Deutschland ohne Lust

Um die Jahreswende war ich viel im Ilmtale unterwegs. Meine erste Beobachtung bezieht sich auf die Lust zu arbeiten. Zahlreiche Betriebe waren geschlossen oder arbeiteten auf Sparflamme. Zwischen den Feiertagen kam das immer schon vor, im neuen Jahr eher nicht. Ist das noch Auftragsmangel oder schon Energiesparen?

Die Leipziger Uni hat ihren Vorlesungsbetrieb im großen Hörsaal seit einer Woche eingestellt. Die Lügenmedien dürfen darüber nicht berichten, denn Ursache ist eine Besetzung durch Ausländer. Sie werden vermutlich durch NGOs angeschoben.

Aus dem Rheinland wird die Behinderung des Kohleabbaus durch Grüne gemeldet. Das ist insofern verwunderlich, als die grüne Regierung die Kohleverstromung durch Abschaltung der KKWs zu neuer Blüte erhoben hat.

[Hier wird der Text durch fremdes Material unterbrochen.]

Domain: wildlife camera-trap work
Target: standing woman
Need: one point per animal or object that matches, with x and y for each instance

Von Logik und zielgerichtetem Handeln haben Langstreckenluisa, Märchenrobert und Fastfoodricarda noch nie was gehört. Bin schon mal gespannt auf den Jahresbericht der AG Energiebilanzen. Wird vermutlich CO2-Rekorde brechen.

Auch nach teilweiser Beendigung der Maßnahmen haben die Beförderungszahlen im öffentlichen Nahverkehr das Vorkóronaniveau nicht erreicht. Liegt das an den Masken oder sind einige Nutzer vom radikalisierten Zwangsfernsehen so verängstigt worden, daß sie lieber zu Hause bleiben?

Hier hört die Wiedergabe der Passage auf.